Eventually, when the ground reached the appropriate temperature and moisture level, the man would show up and the smell of newly plowed earth would fill the air. The entry-level position was tilling and in time, you graduated to opening rows, dropping seeds, and closing rows.

Eventually, he allowed me to raise my own garden next to his. Soon, another wonderful man, the local agriculture teacher and FFA adviser saw me in the garden as he drove by. He stopped and gave me the recruitment spiel. I was hooked. Before long, gardening was joined with showing pigs, forestry, and soil judging. I graduated high school with hopes of becoming a veterinarian, but little did I know there was a fork in the road coming up quickly.

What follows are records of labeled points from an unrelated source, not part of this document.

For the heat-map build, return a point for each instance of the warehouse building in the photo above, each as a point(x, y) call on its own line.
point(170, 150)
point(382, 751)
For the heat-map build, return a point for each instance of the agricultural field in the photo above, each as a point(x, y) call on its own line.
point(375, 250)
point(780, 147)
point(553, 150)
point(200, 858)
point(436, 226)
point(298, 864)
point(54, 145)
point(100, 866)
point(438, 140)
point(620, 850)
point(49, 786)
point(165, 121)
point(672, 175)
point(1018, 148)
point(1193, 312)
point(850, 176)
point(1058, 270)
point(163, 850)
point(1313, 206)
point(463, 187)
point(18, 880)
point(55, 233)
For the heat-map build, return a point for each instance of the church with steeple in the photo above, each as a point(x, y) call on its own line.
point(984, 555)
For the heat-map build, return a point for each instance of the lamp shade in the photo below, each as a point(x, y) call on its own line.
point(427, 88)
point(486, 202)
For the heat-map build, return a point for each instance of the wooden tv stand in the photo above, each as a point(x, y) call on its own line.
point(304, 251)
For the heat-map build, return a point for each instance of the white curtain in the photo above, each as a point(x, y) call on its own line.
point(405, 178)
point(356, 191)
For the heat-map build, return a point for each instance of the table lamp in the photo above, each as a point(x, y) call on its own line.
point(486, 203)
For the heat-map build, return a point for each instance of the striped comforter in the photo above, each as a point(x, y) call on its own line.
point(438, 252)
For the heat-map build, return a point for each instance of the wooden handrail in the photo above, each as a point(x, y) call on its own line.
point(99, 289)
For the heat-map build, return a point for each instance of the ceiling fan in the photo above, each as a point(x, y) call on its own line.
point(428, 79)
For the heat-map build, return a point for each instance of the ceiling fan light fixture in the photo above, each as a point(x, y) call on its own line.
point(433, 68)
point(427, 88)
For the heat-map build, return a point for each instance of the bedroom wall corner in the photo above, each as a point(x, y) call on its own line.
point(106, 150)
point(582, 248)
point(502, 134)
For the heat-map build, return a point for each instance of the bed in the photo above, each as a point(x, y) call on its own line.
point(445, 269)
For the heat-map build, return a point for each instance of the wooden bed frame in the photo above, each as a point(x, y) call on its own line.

Approximately six weeks after graduating high school, I pulled up to a stop sign in the little town where I lived and was accidentally shot in the neck by a 14-year-old boy playing with a rifle in his home. This injury left me a quadriplegic. After months of hospitals and rehab, I was able to enroll in college. My desire for growing things began to reignite and I started with houseplants and a terrarium. That grew to lettuce and tomatoes on the patio. Then, I put gardening aside for several years while I started and ran a small business and got married.

One day, I saw my dad reading Square-Foot Gardening by Mel Bartholomew. I got my own copy and couldn’t put it down. Wow, raised beds were the answer for me. From my electric wheelchair, I could reach the soil if it was raised 8-12 inches. I had someone construct four 4-foot-by-4-foot squares. My love for growing things was not just reignited, it was fully engulfed. Eventually, I was bringing so much dirt into the house on my wheels that I elected to concrete the walkways around the beds. Since then, I’ve expanded my raised-bed garden several times. I may not need to tell you, but I am a confessed overdoer.